Zugegeben, es gibt eine klare Vision für die Zukunft, die Hoffnung weckt. Wir wissen bereits, dass es eine Reihe neuer Exosuit-Varianten , neuer Karten und einige herrlich alberne Crossover-Kollaborationen mit Spielen wie Street Fighter 6 geben wird. Ich glaube, dass Capcom mit einem stabilen, relativ fehlerfreien Fundament gut für die Weiterentwicklung gerüstet ist Das Live-Service-Projekt war viel besser als beispielsweise 343 Industries mit seinem funktionslosen Halo Infinite-Start. Für diejenigen, die bereit sind, durchzuhalten, bis dieser unvermeidliche Meteor die Server von Exoprimal auslöscht, sollte es genügend Inhalte geben, zu denen sie zurückkehren können.

Auch wenn das nicht der Fall ist, bin ich mir nicht sicher, ob Exoprimal es wirklich braucht, um seinen Preis wert zu sein. Dank der gut integrierten Story kann man es auch als 15-stündige Kampagne genießen. Es ist nahezu auf die schwindende Aufmerksamkeitsspanne der Spieler ausgelegt und ermöglicht es jedem, der bereit ist, ein oder zwei Wochen damit zu verbringen, ein umfassendes Spielerlebnis zu haben. Ich habe auf jeden Fall das Gefühl, dass ich genau so satt geworden bin, wie ich es beim Spielen von 20 Stunden Diablo 4 getan hätte. Spielt es wirklich eine Rolle, wie ich zu meiner Stundenzahl gekommen bin, wenn ich jede Minute genossen habe, die ich brauchte, um dorthin zu gelangen?

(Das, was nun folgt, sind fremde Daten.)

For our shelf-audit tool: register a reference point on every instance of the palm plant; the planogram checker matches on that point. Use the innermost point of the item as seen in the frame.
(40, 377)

Die Zeit von Exoprimal auf dieser Erde wird mit Sicherheit nur von kurzer Dauer sein, da es von viel größeren Multiplayer-Raubtieren verschlungen wird, die in der Lage sind, ihre Gestalt zu verändern, um sich an den Klimawandel jeder Branche anzupassen. Aber ausnahmsweise bin ich mit dieser Möglichkeit im Reinen; es ist einfach Natur. Anstatt ängstlich darauf zu hoffen, dass es ein vorzeitiges Ableben verhindert – wie ein müder Wissenschaftler, der uneigennützige Nashörner zur Fortpflanzung zwingt – genieße ich von ganzem Herzen jeden Moment, den ich mit Exoprimal verbringe, während es hier ist. Es mag das Gehirn eines Dodos haben, aber gerade das finde ich so liebenswert an ihm. Es ist ein flugunfähiger Vogel, der sich mit der Selbstsicherheit eines Schwans bewegt.

Exoprimal wurde auf einer PS5 getestet, die an einen TCL 6-Series R635 angeschlossen war.